To do this Jane engages in what is called "expert systems development." She interviews several senior engineers who have either a chemical or mechanical engineering background. She finds out that the chemicals change the acidity of the water, causing dissolved salts to precipitate out before the process water runs through the system. She figures out the chemistry of the process and how valves and pumps are made to operate. Both of these areas send her back to her college textbooks to freshen up her understanding of chemistry and mechanics.

Finally all the instructions are fed into the computer, and laboratory test runs show the system responds correctly. The system will now be field-tested at a customer s site, and Jane will monitor that work for most of the rest of the year to make sure the system works right.

An Aerospace Electronics Engineer

The general term for electronics on aircraft is "avionics," and Raul likes to think of himself as an avionics engineer. He is part of a group of twelve engineers in a section of fifty avionics engineers, all of whom work for a major defense contractor. The fifty engineers are responsible for all the avionics for a new fighter jet the contractor is designing for the air force.

This project was unusual in aerospace industry practice because it involved competition among three defense contractors. Eighteen months ago, after submitting designs to the air force, each firm was given a sum of money, and had to invest money of its own, to build a prototype of the aircraft. The three prototypes were then tested competitively, and the winner was selected.
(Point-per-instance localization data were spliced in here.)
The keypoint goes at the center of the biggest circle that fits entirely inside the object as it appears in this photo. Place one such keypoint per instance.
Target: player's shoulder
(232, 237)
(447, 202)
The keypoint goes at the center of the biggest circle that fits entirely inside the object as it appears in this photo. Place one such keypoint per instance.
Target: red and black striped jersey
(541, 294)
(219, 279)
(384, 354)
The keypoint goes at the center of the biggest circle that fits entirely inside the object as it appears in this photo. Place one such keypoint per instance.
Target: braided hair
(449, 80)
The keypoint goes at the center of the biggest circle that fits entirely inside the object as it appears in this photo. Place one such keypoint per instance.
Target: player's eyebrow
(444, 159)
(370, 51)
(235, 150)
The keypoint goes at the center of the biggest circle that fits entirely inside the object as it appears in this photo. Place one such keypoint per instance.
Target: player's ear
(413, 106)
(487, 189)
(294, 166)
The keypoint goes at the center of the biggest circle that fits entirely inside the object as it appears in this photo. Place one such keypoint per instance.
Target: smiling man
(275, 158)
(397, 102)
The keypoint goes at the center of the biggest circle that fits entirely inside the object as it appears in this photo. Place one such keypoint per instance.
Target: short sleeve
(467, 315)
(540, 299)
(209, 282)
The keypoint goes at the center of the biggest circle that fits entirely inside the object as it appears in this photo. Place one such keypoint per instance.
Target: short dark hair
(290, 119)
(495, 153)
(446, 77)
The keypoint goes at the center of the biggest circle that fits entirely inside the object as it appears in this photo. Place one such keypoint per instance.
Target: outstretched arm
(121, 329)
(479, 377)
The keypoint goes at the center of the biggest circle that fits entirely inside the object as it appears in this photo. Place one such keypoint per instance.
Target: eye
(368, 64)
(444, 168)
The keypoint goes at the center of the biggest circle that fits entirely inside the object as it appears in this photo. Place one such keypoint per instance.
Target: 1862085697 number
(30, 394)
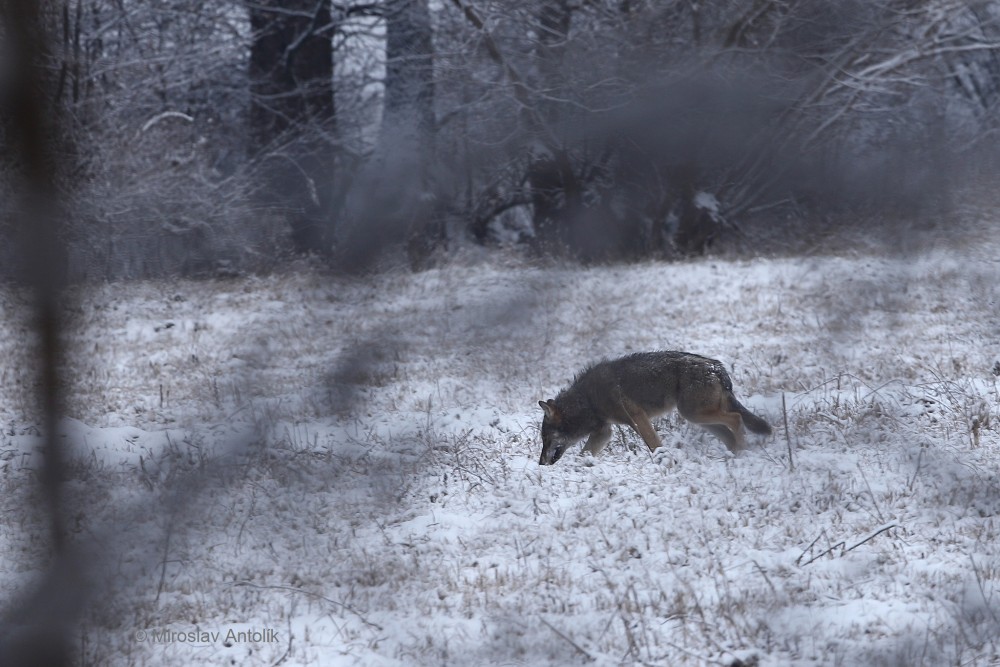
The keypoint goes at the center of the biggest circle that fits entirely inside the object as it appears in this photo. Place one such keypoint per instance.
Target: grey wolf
(637, 387)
Raul's firm won.

Now his team is involved in detailing the electronic subsystems that were only outlined during the competition. As is often the case, the electronic technology has changed drastically from the time when the original design was written until the new design must be prepared. In this case, chips made of gallium arsenide are superseding silicon chips for a microwave receiver. The subcontracting firm that is building the circuit boards wants to switch to the new chips, but they are more expensive. Raul must decide whether to go along with the subcontractors wish, insist on the existing design, or propose something different.

After reading the new chip's performance criteria closely, Raul realizes that there is a trade-off: the new chip is more expensive, but it can perform better. In fact, using the new chip will simplify elements of another circuit that feeds signals into the board he is concerned with. He checks with the group members responsible for this circuit and finds that they are willing to change their design to suit his.

After several discussions, they arrive at preliminary cost figures (more for the new chip, less for the other circuit board) and find that the costs roughly balance out. Because the gallium arsenide chip is more reliable, overall opinion tilts strongly in favor of making the switch. Raul now begins to prepare a report for his group leader. This report will become part of another report that the group leader will send to the company's upper management, and eventually to the Defense Department for review.